Education reform needed in Kerala

It is estimated that in the last 10 years the educational scene around the world has changed more than it did in the last hundred years

February 12, 2016 12:59 am | Updated 12:59 am IST

A new kind of intolerance was demonstrated in Kerala recently when a student protest at an educational conclave turned violent, more by design than by accident. A State known for its international linkages through the flow of cultures, languages, religions and trade, and the presence of its people virtually in every corner of the world today now dreads internationalisation of education. Any suggestion of opening the doors of its educational institutions to outsiders is perceived to be evil by a vocal minority willing to nip reform in the bud. Academic isolation is considered beneficial to the State in an era of international cooperation.

Kerala has a long tradition of excellent teaching and learning. It produces graduates, who capture high positions in the civil services in a tough competition. Every world-class university boasts of excellent academics from the State. Talented students and dedicated teachers are in abundance. But the infrastructure is abysmally inadequate in most institutions; training in pedagogy is not a condition for employing teachers, technology-based teaching and learning are in infancy, newly set-up autonomous colleges are struggling to assert themselves, research remains deficient and international contacts are nominal.

Need for interaction

Internationalisation is not the panacea for the ills of higher education, but even a glimpse of the scene outside the State and the country should help to identify areas for interaction with them. In addition, the ideas of the State government to start an Academic City and International Higher Academic Zones had to be explored with possible collaborators. A Global Education Meet, convened this year with these objectives, was demonised by interested academics and taken over by a section of the students. Any amount of explanation through the media that the measures contemplated were strictly within the laws of the Centre and the State fell on deaf ears. Propaganda was whipped up that the objective of the meet was to commoditise education and to bring in foreign universities.

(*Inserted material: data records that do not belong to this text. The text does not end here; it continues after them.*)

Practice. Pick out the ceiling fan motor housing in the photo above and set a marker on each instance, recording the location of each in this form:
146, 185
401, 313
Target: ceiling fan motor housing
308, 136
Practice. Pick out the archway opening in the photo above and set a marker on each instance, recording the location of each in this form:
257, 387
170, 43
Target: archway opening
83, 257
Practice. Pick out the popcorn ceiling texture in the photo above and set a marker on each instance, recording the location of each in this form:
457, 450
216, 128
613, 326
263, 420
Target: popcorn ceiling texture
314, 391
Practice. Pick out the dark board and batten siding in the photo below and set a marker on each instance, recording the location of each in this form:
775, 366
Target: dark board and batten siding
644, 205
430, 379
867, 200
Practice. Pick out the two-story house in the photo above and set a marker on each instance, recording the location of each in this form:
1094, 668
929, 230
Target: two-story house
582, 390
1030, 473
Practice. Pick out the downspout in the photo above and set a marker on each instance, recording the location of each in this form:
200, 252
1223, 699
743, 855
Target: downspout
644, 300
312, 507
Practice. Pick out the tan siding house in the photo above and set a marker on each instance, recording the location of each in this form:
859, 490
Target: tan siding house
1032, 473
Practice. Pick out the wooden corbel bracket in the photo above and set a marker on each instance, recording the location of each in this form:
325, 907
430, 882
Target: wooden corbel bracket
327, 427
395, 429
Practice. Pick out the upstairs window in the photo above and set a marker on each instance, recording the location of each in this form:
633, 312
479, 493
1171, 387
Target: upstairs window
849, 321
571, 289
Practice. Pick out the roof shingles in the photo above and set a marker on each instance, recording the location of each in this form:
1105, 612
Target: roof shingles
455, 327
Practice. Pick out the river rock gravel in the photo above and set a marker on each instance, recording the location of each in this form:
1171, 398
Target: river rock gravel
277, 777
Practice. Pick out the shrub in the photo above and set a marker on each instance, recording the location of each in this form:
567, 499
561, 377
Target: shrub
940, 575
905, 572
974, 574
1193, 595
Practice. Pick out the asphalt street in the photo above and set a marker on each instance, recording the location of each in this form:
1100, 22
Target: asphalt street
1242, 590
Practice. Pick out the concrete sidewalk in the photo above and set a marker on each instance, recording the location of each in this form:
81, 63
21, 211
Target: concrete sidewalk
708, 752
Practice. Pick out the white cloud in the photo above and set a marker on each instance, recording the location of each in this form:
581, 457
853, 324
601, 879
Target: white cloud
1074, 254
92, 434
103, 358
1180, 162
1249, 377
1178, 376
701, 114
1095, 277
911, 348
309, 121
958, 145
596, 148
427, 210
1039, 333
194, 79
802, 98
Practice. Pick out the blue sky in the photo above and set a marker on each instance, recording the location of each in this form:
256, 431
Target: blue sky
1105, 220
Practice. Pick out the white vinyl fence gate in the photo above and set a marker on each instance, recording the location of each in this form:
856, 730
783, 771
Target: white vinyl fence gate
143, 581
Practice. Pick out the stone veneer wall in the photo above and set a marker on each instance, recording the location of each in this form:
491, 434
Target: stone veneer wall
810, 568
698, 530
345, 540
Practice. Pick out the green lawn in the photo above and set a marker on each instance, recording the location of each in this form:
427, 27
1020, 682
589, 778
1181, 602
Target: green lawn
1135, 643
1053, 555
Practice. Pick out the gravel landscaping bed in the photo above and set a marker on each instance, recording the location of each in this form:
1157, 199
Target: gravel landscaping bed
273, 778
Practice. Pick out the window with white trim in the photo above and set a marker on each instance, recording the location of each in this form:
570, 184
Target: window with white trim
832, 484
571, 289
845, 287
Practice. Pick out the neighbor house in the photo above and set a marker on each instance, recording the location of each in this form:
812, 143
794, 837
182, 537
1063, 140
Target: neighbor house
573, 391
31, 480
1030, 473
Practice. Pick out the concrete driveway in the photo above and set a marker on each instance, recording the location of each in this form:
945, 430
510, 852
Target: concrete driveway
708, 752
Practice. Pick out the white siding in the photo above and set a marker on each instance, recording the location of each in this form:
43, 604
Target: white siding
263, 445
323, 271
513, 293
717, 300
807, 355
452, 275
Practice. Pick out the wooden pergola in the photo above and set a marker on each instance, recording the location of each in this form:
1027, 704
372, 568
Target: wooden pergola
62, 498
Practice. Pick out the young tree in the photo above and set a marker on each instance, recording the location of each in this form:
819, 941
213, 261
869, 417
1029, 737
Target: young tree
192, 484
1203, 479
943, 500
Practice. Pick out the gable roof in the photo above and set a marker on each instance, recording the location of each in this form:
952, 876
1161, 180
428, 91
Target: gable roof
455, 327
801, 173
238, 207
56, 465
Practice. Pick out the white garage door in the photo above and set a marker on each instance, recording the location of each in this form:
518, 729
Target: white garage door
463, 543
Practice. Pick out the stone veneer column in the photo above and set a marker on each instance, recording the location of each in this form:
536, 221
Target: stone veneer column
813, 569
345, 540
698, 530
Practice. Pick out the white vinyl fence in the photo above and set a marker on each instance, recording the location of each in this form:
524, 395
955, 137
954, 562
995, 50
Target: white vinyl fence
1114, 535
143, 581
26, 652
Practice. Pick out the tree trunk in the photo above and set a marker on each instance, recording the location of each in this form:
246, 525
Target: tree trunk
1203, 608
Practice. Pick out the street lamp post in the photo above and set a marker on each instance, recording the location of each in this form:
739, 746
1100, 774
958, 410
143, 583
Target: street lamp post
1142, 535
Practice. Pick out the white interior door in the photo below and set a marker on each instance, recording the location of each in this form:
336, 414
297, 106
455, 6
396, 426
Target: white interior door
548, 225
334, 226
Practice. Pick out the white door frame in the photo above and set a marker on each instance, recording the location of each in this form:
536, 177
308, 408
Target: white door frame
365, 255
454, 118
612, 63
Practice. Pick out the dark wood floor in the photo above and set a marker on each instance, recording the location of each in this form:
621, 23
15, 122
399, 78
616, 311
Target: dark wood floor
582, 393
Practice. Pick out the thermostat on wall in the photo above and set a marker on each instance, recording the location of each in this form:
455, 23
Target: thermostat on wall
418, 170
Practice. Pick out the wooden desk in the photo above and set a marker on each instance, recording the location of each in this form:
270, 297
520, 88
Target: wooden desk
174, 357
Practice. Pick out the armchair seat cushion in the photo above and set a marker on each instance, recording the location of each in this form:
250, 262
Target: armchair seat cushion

Bringing in foreign universities is beyond the ken of the State government and any decision on this issue will depend on the fate of the related bill in Parliament. But among the collaborative programmes that are possible even today are International Dual Degree, twinning, study abroad, student exchange, summer schools, joint research, faculty exchange and joint conferences on teaching skills. Introduction of one or more of these measures would energise universities in Kerala and acquaint them with the changes taking place around the world. It is estimated that in the last 10 years the educational scene around the world has changed more than it did in the last hundred years. The Global Education Meet was a modest effort to increase collaboration between universities in Kerala and those in both developed and developing countries.

International collaboration will benefit the rich, who go in search of better education abroad at a high cost. If they can get comparable education in India, they will go to the universities in Kerala and thus conserve their wealth. But better universities will benefit the poor even more as they will have access to better institutions right here through a scholarship scheme built into the plans for the Academic City and Academic Zones. By agitating against reform, those in the universities in Kerala are denying themselves and their successors the opportunity to study in modern institutions.

Competition has proved to be the engine of the race for excellence in every field. Just as new generation banks have changed the way public sector banks do business, a few new generation institutions would impact existing ones. Regulation of these institutions would be so rigorous that they will not be able to take liberties with the laws of the land. There is no need to fear that either private universities or foreign universities will be brought in through the back door.

Kovalam Declaration

The Kovalam Declaration, adopted at the meet, contains a treasure of recommendations which have the potential to transform the higher education scene. By rejecting the declaration, some are throwing out the baby with the bathwater. They had the option of biding their time without any risk of changes taking place in the system.

Undoubtedly, private investment is essential to upgrade universities in Kerala. The State exchequer is on the verge of bankruptcy and the promise of additional funds from the Centre under the Rashtriya Uchchatar Siksha Abhiyan (RUSA) has been belied. Blocking private investment in the Academic City and Academic Zones on account of ideology appears unwise.

In Kerala there is a proclivity for agitations. When hartals (“hurt all”, some say) are declared by any organisation, many stay indoors, some of them with a stock of liquor. But in the last four years, no working day was lost on account of student agitations. This makes the violent education agitation curiouser. There was no urgency to block a decision by the government, which remains ambivalent on private and foreign universities. Intolerance is often seen as a consequence of a perceived rather than a direct threat. Since elections in Kerala are likely to be held in April or May, parties are lining up for coalitions with strange bedfellows. Those who have been accusing others of intolerance, but they are now gripped with their own brand of intolerance of education reform. It has set the clock back on the much-needed upgrade of an antiquated system of education by trumped-up fear of commercialisation.

The evident consternation of the participants over the signs of intolerance was reflected in the Kovalam Declaration, which expressed the hope that dissent will not degenerate into violence.

(T.P. Sreenivasan, a former ambassador, is the Vice Chairman of the Kerala State Higher Education Council. Views expressed here are personal.)